TAIPEI — United Microelectronics Corp. (UMC), Taiwan’s second largest foundry, said the ramp of its most advanced node, 28nm, will probably slip during the early portion of 2017 under strong competition.
UMC, which competes with larger rival Taiwan Semiconductor Manufacturing Co. (TSMC) and smaller foundries in China in 28nm said that its first wave of customers at that geometry have migrated to more advanced nodes at the same time as an expected second wave of customers have been slower to adopt chips made with the process technology.
While UMC reached its 2016 target for 28nm to account for 17 percent of the company’s overall sales, that percentage is likely to slide downward during the first quarter. The company last year said that 28nm would reach as much as 20 percent of overall sales during 2016.
“The revenue contribution will be in the mid-teens percentage” during the first quarter, UMC CEO Po-Wen Yen said yesterday on a conference call with analysts to announce the company’s fourth-quarter 2016 results. The company expects 28nm to bounce back to more than 20 percent of overall sales by the second-half of 2017.
UMC is squeezed by strong price competition from companies such as TSMC and Shanghai-based Semiconductor Manufacturing International Corp. (SMIC).
UMC wants to expand production of 28nm products at its new fab in Xiamen, China that’s a joint venture with the local government. To do so, however, UMC will need to demonstrate to the Taiwan government that it has started production of 14nm products domestically. Fearing the loss of a competitive advantage to China, the Taiwan government requires domestic chipmakers to keep their leading technology at home.
The 14nm hurdle may be a stumbling block for UMC. The company said it will probably achieve what it called a small volume, about 2,000 wafers per month this year, at the 14nm node.
The first quarter is typically a slow season for the electronics industry.
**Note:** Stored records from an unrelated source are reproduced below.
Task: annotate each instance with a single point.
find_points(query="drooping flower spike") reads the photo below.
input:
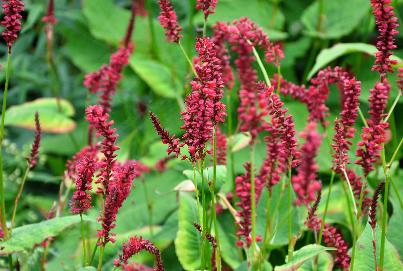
(169, 21)
(33, 157)
(12, 21)
(136, 245)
UMC said its capacity utilization will dip to about 90 percent from 94 percent during the fourth quarter last year.
UMC said it will also trim its capital expenditure for this year to $2 billion after budgeting $2.2 billion last year. The company said it expects sales growth for 2017 to be in line with semiconductor industry growth.
UMC said that it will earmark about half of this year’s capex for the ramp of its Xiamen joint venture fab. UMC plans to make an additional capital injection of about $450 million in the JV during the first quarter this year, taking UMC’s stake in the joint venture to more than 50 percent.
TSMC, the world’s biggest foundry, is also trimming its capex to about $10 billion this year. In 2016, the company’s capex came in at NT$328 billion ($10.4 billion). TSMC has been among the top-three spenders in the chip industry, which include Samsung and Intel.
TSMC, a bellwether for the electronics industry, predicted that during this year, the global semiconductor market will grow by 4 percent while the foundry business expands by about 7 percent and TSMC’s business increases within a range of 5 to 10 percent.
—Alan Patterson covers the semiconductor industry for EE Times. He is based in Taiwan.